A lo largo de los primeros meses del año, la divisa estadounidense mostró muy poca variación. Se mantuvo lo que en jerga de mercado se conoce como «planchada», es decir, sin cambios significativos. Mientras tanto, la inflación continuaba subiendo, generando un rezago cada vez más evidente del tipo de cambio oficial respecto de los precios internos.
Este desfase entre el dólar y la inflación había alcanzado magnitudes preocupantes para diferentes sectores económicos. El atraso acumulado generaba distorsiones en los precios relativos, afectando la competitividad de las exportaciones y encareciendo los costos de importación en términos nominales. La corrección que se observa ahora parece ser una respuesta a estas presiones acumuladas.

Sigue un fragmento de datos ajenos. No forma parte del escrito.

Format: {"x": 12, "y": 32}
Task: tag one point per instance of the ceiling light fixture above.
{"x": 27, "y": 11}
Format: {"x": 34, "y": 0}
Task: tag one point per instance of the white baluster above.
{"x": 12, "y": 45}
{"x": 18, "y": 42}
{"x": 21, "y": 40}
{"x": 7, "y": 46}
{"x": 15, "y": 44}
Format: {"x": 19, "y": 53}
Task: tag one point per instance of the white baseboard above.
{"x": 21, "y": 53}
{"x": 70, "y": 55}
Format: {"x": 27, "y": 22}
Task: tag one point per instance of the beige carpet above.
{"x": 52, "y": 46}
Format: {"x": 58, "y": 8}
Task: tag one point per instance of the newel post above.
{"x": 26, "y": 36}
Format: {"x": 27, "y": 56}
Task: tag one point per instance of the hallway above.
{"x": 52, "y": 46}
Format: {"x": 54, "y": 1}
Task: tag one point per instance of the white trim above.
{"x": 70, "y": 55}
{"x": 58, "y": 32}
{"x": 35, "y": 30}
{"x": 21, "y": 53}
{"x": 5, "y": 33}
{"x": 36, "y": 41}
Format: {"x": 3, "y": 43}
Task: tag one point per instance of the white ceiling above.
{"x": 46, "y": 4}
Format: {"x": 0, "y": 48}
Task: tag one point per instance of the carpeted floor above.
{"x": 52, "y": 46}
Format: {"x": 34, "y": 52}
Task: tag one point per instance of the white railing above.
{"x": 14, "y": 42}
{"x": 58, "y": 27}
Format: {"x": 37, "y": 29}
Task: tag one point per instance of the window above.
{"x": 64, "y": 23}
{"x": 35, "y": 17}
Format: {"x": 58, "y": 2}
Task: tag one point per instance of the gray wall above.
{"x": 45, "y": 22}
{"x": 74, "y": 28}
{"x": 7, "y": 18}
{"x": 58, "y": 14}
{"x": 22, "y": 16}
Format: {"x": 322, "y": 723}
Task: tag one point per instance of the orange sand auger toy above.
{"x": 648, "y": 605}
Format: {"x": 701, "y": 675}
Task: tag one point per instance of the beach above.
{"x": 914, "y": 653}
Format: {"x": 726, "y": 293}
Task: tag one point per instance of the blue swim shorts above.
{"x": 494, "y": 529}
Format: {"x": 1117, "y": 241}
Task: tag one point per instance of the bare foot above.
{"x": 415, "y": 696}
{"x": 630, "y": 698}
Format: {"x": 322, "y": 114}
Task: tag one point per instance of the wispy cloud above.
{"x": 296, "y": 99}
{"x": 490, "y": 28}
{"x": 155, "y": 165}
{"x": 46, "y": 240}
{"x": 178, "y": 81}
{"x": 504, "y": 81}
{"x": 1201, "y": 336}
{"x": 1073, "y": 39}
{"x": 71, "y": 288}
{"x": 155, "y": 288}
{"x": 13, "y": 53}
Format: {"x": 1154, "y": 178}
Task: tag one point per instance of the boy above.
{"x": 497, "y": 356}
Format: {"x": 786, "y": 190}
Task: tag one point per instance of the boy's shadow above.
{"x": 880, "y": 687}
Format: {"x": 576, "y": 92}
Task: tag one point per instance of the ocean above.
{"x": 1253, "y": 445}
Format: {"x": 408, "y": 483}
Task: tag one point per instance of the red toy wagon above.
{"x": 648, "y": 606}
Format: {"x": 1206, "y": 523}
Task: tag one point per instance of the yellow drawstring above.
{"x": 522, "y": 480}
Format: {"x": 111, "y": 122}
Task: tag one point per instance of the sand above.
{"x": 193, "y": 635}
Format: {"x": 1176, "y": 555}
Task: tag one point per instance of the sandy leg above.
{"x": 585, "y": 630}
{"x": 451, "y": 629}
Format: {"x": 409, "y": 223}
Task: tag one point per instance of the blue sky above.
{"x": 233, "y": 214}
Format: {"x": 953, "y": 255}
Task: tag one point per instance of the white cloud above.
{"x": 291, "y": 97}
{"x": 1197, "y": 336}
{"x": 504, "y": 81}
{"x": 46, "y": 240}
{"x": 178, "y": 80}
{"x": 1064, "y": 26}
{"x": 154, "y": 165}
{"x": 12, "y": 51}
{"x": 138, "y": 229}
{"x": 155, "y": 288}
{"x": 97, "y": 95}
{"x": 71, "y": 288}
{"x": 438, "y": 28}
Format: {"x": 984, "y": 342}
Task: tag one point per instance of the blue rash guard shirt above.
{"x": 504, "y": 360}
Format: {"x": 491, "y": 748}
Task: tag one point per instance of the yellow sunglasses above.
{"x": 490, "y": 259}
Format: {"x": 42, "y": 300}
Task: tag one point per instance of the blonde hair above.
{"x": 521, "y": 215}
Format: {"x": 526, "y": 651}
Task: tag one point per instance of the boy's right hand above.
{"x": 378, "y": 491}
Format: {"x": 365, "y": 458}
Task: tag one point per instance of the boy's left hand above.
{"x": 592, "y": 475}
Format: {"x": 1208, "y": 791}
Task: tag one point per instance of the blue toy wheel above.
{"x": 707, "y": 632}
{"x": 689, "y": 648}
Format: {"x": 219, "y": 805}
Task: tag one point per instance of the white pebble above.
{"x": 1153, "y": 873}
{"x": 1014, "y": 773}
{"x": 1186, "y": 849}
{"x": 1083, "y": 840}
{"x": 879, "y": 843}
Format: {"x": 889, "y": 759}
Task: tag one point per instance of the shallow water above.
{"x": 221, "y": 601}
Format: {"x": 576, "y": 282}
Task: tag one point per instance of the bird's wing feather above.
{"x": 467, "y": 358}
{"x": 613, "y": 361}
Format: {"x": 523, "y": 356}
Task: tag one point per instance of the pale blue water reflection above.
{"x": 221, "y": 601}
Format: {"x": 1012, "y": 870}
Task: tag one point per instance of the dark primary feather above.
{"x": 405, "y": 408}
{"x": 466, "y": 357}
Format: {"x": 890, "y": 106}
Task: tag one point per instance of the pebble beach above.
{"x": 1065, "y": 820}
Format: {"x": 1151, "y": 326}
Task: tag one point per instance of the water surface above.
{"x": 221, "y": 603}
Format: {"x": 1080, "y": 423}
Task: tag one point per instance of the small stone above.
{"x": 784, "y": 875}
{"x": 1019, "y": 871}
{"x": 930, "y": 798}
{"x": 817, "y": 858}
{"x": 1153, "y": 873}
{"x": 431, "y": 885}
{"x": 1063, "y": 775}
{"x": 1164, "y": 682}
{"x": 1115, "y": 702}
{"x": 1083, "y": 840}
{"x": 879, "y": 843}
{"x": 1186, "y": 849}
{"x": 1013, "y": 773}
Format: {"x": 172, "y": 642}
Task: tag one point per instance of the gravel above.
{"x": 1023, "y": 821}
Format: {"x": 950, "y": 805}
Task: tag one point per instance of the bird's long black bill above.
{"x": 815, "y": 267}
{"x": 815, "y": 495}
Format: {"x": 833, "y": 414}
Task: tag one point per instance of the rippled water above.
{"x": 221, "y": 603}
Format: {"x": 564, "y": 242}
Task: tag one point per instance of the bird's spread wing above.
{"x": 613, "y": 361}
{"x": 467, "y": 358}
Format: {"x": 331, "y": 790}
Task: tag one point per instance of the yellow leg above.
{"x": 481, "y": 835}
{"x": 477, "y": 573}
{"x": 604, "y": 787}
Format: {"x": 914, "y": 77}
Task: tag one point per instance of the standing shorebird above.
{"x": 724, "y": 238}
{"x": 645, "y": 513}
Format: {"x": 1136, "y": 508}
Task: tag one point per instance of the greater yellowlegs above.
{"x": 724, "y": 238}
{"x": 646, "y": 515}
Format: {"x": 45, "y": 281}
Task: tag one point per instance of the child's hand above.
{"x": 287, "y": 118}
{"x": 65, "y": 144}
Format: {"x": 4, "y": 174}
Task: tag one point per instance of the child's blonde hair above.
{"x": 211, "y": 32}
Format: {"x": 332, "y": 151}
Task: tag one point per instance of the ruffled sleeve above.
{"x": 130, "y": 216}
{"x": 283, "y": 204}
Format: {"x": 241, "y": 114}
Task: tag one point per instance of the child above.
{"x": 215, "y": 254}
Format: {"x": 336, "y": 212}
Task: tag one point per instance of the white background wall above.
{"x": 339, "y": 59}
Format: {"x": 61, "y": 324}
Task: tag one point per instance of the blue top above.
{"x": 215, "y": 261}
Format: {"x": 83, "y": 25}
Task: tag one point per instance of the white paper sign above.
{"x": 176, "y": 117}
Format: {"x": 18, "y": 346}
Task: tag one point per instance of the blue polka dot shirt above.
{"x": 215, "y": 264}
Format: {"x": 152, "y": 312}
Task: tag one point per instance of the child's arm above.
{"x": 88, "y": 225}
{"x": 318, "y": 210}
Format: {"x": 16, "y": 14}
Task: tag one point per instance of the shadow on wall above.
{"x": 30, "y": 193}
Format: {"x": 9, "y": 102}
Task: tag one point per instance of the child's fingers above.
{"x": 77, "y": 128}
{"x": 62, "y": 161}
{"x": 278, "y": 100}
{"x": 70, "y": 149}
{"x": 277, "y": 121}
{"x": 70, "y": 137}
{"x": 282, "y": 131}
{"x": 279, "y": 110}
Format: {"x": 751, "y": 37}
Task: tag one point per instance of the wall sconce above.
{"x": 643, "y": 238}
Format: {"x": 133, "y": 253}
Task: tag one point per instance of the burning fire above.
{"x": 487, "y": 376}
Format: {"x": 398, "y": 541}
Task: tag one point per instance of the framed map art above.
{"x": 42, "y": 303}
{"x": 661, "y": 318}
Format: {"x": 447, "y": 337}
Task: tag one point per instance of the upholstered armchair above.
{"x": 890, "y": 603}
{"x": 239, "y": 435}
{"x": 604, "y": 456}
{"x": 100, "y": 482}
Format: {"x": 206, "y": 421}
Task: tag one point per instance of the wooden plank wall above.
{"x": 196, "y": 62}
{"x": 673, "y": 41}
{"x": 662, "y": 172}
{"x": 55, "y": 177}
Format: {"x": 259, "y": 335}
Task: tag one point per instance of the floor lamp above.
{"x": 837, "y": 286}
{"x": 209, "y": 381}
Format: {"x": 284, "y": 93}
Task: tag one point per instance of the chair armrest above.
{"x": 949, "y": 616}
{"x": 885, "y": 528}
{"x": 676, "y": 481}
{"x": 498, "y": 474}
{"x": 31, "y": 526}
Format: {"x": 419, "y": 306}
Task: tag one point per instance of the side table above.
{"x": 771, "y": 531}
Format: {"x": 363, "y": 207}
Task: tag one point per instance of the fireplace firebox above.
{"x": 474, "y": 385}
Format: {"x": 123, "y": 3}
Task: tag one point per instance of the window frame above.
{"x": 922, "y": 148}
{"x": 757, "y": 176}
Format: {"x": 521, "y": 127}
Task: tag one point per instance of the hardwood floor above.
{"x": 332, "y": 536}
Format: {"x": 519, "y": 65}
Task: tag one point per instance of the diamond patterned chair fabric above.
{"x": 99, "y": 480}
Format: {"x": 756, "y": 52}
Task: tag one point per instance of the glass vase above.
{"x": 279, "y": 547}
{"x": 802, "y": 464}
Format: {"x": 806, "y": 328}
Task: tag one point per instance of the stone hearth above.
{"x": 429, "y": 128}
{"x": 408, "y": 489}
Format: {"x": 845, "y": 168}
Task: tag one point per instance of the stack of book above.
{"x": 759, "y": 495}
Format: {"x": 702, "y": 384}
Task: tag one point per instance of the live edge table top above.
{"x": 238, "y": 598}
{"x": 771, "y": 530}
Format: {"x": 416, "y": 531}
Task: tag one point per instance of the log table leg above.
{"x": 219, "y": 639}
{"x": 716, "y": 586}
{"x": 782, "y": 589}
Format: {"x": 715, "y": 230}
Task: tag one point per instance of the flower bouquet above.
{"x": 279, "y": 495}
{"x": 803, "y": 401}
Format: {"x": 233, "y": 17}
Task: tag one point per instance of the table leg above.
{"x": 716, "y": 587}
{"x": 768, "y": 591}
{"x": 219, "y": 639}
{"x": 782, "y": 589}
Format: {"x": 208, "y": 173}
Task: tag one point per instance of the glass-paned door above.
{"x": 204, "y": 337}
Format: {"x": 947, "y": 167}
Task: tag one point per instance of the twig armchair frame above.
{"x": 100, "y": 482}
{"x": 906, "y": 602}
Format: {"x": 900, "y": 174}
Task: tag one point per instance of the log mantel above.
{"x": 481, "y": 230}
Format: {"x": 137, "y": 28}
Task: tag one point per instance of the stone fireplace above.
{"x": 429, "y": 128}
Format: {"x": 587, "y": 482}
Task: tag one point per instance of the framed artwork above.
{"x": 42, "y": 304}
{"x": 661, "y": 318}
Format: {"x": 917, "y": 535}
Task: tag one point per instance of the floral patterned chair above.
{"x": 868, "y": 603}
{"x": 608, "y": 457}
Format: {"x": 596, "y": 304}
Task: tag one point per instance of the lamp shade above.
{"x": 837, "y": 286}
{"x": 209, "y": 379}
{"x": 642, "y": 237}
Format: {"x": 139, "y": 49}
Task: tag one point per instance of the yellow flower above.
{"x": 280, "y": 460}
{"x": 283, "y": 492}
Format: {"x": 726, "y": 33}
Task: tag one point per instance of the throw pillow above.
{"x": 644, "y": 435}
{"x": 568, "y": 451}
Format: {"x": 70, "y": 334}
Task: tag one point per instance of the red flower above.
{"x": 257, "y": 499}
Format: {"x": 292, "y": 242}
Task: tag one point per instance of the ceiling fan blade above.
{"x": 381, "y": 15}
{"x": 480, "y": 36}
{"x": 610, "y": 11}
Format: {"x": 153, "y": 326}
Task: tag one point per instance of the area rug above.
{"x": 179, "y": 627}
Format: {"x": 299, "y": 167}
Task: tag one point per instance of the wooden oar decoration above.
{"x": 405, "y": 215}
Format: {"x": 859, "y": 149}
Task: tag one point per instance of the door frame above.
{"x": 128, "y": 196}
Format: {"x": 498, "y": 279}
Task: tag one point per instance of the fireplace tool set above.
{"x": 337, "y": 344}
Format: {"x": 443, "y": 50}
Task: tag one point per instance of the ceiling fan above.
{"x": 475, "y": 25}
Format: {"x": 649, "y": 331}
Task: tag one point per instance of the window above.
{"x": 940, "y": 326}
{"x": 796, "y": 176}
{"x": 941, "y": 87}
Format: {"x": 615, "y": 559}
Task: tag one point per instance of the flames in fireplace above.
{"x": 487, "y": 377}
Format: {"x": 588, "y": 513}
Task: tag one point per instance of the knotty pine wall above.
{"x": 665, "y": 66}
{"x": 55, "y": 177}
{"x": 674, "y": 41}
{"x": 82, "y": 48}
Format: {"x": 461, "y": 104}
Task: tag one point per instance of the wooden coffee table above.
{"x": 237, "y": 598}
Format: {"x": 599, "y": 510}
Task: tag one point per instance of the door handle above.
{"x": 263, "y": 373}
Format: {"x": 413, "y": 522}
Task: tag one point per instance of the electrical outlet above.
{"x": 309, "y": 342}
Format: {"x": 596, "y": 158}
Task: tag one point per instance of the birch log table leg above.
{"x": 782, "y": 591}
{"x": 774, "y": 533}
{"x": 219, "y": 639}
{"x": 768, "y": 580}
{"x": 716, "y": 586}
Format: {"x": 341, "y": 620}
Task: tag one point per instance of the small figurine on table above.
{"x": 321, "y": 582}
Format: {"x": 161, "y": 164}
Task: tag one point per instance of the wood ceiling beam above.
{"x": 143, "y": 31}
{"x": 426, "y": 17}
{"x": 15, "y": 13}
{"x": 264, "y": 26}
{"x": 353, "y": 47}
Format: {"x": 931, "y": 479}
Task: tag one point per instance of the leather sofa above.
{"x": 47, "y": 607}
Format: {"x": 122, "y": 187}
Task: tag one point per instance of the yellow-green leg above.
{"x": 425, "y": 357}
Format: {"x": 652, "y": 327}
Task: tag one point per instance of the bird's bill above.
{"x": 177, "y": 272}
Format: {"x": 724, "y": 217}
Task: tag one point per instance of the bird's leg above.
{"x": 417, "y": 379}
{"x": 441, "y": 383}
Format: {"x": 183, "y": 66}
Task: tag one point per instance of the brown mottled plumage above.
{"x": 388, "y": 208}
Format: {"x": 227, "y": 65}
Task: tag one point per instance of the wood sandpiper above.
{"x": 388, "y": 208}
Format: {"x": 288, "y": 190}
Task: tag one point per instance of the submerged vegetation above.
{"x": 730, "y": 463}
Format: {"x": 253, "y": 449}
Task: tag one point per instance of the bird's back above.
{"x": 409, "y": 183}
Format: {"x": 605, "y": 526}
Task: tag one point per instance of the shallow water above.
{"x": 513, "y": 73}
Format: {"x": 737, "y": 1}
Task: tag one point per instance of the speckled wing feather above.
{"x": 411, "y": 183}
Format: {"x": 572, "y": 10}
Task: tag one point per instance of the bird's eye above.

El repunte del mes actual concentra buena parte del movimiento, llevando al dólar desde niveles más bajos hacia sus máximos anuales en pocas semanas. Este ajuste acelerado refleja la necesidad del mercado de realinear el tipo de cambio con la realidad económica del país.
Las implicancias de este movimiento se extenderán probablemente a múltiples variables económicas. La inflación podría recibir nuevos impulsos, el costo de vida de la población que consume bienes importados se verá afectado, y las expectativas sobre la evolución futura de la macroeconomía seguramente se reconfigurarán en respuesta a esta evolución del dólar oficial.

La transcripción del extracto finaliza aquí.